Since early 1997, she's been exposing black-legged deer ticks to spores of naturally occurring fungi at ARS' Parasite Biology and Epidemiology Laboratory in Beltsville, Maryland. Of the half- dozen fungi she has tested under controlled lab conditions, Metarhizium anisopliae proved the most lethal to the ticks, especially against juvenile forms.
Now she's hoping to show that the fungus will also kill ticks under natural conditions. Of special interest is the impact on tick eggs and emerging larvae. To that end, she'll begin a first round of outdoor tests in late April on small-scale plots at Beltsville. She'll spray a commercial preparation of M. anisopliae developed by Ecoscience Corp. of East Brunswick, New Jersey.

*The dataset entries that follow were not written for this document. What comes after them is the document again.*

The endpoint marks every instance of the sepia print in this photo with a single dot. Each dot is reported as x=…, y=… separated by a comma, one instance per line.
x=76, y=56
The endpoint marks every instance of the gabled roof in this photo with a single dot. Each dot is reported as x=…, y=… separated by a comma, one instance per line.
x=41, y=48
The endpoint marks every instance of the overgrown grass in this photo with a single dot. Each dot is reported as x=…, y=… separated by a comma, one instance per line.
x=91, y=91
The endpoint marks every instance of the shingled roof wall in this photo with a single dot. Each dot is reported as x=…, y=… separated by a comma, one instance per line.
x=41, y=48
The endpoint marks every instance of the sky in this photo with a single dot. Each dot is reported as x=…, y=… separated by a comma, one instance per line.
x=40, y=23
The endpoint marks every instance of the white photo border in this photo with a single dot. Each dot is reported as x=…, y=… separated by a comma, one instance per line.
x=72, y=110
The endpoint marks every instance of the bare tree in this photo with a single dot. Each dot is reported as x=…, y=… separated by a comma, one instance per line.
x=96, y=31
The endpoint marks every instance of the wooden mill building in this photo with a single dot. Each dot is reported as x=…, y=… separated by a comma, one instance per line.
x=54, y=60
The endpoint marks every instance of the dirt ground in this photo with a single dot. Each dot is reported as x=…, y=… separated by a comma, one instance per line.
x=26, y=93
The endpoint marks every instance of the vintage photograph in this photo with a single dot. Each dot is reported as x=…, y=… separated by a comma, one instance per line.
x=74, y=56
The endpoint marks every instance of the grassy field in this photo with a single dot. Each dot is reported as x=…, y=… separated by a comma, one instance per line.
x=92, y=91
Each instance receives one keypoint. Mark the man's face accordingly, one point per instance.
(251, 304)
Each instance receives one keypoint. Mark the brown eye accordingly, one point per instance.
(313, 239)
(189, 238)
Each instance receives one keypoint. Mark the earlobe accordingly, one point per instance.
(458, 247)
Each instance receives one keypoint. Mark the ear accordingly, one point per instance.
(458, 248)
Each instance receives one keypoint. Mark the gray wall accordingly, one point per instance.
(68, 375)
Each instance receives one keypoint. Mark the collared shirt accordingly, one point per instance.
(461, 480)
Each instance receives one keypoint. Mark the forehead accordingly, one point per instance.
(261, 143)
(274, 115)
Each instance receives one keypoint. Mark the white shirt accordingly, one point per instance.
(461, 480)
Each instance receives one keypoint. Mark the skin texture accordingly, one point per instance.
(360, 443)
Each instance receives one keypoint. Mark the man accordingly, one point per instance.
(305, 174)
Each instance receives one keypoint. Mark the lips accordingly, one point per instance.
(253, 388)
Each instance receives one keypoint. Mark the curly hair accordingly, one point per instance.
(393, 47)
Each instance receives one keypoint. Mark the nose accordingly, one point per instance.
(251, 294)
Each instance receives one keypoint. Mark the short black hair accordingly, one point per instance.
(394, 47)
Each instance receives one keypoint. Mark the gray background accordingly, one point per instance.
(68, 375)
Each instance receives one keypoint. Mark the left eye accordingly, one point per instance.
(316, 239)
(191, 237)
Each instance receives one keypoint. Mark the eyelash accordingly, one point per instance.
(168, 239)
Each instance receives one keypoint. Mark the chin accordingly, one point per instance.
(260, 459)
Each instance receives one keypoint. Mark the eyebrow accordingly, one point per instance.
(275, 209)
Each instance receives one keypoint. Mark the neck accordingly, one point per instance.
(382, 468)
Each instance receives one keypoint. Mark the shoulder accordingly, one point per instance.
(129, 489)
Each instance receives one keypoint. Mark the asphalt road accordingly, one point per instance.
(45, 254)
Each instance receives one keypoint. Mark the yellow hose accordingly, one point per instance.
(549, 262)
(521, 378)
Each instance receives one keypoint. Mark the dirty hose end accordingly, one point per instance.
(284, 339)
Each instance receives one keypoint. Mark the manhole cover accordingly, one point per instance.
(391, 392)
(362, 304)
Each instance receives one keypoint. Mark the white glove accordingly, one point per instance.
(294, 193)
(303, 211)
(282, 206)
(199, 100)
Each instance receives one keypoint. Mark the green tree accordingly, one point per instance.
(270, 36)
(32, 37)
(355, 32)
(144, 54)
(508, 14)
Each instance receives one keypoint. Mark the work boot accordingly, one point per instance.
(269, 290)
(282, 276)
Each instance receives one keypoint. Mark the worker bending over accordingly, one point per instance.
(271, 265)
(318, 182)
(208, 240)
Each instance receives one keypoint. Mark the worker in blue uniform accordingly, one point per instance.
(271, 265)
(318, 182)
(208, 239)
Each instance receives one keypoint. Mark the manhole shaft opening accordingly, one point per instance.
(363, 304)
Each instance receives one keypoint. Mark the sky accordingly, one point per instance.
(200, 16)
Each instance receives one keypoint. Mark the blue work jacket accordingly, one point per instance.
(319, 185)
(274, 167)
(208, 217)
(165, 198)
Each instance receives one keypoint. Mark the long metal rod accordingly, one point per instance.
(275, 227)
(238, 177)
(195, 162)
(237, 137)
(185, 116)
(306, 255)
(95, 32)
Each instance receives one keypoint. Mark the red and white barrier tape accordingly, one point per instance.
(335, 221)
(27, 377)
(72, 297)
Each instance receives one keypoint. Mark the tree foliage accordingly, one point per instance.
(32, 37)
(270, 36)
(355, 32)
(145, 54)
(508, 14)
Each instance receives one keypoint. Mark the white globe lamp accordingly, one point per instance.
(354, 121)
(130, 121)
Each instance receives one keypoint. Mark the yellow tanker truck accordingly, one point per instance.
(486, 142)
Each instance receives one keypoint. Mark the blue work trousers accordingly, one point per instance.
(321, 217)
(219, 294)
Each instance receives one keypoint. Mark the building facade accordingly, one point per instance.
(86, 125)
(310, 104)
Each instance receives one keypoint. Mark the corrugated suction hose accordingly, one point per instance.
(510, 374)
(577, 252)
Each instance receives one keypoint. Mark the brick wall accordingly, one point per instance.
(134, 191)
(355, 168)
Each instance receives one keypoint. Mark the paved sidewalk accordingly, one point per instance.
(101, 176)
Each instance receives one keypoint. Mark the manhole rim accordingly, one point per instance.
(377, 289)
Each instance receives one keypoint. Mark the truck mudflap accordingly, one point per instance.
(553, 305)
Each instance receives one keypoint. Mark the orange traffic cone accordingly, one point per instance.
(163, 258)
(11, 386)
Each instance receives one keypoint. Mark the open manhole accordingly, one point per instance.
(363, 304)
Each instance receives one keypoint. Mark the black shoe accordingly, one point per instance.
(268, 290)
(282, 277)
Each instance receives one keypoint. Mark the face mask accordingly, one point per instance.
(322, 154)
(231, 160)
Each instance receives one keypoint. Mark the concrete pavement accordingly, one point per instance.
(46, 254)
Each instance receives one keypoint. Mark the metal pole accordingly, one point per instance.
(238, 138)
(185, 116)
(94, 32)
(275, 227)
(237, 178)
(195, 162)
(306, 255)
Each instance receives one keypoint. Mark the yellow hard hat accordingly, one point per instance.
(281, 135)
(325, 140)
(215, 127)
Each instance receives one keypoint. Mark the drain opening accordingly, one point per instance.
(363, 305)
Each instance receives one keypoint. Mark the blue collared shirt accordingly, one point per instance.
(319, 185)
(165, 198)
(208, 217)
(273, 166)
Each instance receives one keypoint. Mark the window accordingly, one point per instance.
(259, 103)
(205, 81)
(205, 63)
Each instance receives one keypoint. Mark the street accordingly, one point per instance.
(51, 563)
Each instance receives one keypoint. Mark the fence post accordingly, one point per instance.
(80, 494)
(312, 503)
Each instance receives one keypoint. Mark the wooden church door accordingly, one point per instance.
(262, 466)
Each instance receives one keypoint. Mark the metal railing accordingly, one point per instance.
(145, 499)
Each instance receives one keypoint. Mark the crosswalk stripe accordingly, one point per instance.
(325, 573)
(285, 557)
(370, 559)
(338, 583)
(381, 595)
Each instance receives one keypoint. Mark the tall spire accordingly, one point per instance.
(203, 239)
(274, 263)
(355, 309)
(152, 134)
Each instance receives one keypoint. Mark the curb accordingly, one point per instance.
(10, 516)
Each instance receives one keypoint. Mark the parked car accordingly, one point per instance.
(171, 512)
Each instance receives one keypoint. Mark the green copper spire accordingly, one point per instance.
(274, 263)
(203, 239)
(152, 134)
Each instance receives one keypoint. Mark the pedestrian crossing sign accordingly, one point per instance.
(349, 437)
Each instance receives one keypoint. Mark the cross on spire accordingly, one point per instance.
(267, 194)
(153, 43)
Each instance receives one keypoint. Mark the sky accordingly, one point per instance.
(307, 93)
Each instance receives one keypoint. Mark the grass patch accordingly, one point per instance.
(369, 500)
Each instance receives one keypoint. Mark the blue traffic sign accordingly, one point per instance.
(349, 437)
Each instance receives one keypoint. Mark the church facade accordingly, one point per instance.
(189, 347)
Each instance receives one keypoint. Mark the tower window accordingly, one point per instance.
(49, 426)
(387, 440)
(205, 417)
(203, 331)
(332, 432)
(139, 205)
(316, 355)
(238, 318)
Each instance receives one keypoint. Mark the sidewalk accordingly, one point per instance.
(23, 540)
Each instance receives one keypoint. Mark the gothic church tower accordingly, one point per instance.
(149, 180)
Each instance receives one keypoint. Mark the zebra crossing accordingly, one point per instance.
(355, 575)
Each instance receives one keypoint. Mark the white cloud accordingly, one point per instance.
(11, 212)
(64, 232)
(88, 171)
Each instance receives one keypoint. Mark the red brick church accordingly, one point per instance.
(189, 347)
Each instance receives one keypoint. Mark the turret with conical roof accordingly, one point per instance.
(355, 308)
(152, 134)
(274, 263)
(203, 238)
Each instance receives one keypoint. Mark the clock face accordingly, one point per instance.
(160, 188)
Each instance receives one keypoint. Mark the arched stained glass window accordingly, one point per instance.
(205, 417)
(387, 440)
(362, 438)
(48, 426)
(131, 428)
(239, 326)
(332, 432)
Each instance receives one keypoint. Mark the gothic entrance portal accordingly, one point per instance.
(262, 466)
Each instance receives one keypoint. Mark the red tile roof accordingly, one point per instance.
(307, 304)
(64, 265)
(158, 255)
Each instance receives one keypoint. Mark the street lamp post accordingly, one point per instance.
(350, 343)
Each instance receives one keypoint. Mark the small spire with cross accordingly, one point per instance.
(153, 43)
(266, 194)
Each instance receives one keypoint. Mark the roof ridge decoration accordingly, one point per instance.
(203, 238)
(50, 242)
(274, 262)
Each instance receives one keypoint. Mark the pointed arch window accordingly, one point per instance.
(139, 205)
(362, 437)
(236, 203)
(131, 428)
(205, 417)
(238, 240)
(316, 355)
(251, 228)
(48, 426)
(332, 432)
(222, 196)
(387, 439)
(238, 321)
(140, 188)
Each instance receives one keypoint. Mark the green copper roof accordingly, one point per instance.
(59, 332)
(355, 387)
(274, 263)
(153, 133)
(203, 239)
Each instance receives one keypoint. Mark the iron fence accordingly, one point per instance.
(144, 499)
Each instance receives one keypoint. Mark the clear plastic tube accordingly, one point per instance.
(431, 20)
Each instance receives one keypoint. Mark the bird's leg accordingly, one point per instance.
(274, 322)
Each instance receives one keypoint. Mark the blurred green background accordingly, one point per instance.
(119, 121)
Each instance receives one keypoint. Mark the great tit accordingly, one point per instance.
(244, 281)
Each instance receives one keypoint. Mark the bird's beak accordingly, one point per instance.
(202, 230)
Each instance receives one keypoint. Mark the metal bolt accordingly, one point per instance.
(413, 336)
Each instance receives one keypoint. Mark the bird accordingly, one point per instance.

Allen's research is part of a project to explore the potential and safety of using beneficial fungi and nematodes as non-chemical tick controls. Her approach targets black-legged deer ticks because the pests spread the bacterium responsible for Lyme disease in humans. In 1996, the federal Centers for Disease Control and Prevention in Atlanta, Ga., received more than 16,000 reports of Lyme disease.
With this winter's wet, mild weather, Allen and ARS colleague John Carroll report little trouble collecting enough ticks for their studies at the Beltsville lab. Carroll, an entomologist, coordinates Maryland's participation in the ARS-led Northeast Regional Tick Control Project. This multi-state project uses special feeding bins to lure deer into being coated with a chemical called amitraz. The chemical kills adult ticks feeding on the deer without harming the animals.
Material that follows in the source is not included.